With the plea deal upended, the military judge, Col. Matthew N. McCall, is likely to resume hearing testimony next week. He had been working toward deciding a series of challenges brought by defense lawyers, including whether to exclude confessions that were key to the government’s case.
Ms. Escallier’s approval of the plea agreement, which was reached between prosecutors and the defendants over two years of negotiations, had appeared to resolve the long-running case of the men, who have been in U.S. custody since 2003. The military judge was preparing to question Mr. Mohammed, possibly as soon as Wednesday, about whether he understood and voluntarily agreed with the plea.
Mr. Austin was traveling abroad at the time the deal was approved and returned to the United States later that day.
By then, prosecutors in the case had told family members of those killed in the attacks about the agreement, and some reacted with disappointment and anger that a death sentence was no longer possible. On Friday, those families expressed appreciation for Mr. Austin’s intervention.
“This is a really welcome development,” said Terry Strada, whose husband, Tom Strada, a bond broker, was killed at the World Trade Center. “I’m happy to see the Pentagon getting involved. And glad the death penalty is back on the table. Otherwise, how could we be assured some administration would not commute their sentence or swap them in the future?”

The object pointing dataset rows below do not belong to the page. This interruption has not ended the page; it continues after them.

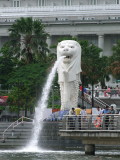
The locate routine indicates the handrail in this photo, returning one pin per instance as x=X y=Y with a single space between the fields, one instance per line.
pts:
x=15 y=124
x=96 y=99
x=91 y=122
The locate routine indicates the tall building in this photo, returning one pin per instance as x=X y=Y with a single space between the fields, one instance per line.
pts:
x=97 y=21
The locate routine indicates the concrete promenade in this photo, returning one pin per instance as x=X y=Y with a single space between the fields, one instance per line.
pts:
x=90 y=133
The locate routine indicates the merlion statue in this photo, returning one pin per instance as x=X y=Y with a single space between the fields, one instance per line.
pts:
x=69 y=72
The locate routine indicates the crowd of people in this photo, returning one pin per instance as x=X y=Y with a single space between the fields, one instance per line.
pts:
x=102 y=119
x=100 y=92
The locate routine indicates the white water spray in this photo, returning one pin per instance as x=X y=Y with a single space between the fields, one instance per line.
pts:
x=39 y=110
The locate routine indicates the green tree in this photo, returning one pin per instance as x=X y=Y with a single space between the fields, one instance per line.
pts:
x=26 y=84
x=114 y=61
x=28 y=40
x=7 y=63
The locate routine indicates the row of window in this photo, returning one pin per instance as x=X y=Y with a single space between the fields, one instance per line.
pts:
x=16 y=3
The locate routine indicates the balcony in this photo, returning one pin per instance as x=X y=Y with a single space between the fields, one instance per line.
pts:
x=53 y=11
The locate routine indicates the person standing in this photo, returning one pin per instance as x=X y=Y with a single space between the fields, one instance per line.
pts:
x=106 y=112
x=83 y=118
x=112 y=111
x=71 y=119
x=78 y=118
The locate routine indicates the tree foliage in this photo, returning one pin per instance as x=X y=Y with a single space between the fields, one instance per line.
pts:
x=28 y=40
x=114 y=61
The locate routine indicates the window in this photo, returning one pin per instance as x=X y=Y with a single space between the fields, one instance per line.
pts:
x=117 y=1
x=93 y=2
x=41 y=2
x=67 y=2
x=16 y=3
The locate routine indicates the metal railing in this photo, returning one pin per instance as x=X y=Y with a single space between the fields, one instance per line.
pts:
x=91 y=122
x=96 y=99
x=15 y=124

“Thank god,” said Kathleen Vigiano, a former police officer whose New York police detective husband, Joseph, and firefighter brother-in-law, John, were both killed at the World Trade Center. She said she had long been eager for a Sept. 11 trial to answer questions about “how this was planned, and who knew what.”
e called the announcement a gift for the family, which was celebrating the 84th birthday of her husband and brother-in-law’s mother, Jeanette Vigiano. “It was a great birthday present for her,” she said.
Mr. Austin’s action was met with disbelief by lawyers at Guantánamo Bay, who had negotiated the plea deal across 27 months, even as they were preparing for an eventual trial.
“I am respectfully and profoundly disappointed that after all of these years the government still has not learned the lessons of this case, and the mischief that results from disregarding due process and fair play,” said Gary D. Sowards, Mr. Mohammed’s lead lawyer.
A senior Pentagon official said that the decision was the secretary’s alone, and that the White House had no involvement. The official said Mr. Austin had never supported a plea deal and wanted the military commission trials to proceed.
Republican leaders had been pushing to overturn the deal.
Senator Mitch McConnell of Kentucky, the longtime Republican leader, called the agreement “a revolting abdication of the government’s responsibility to defend America and provide justice.”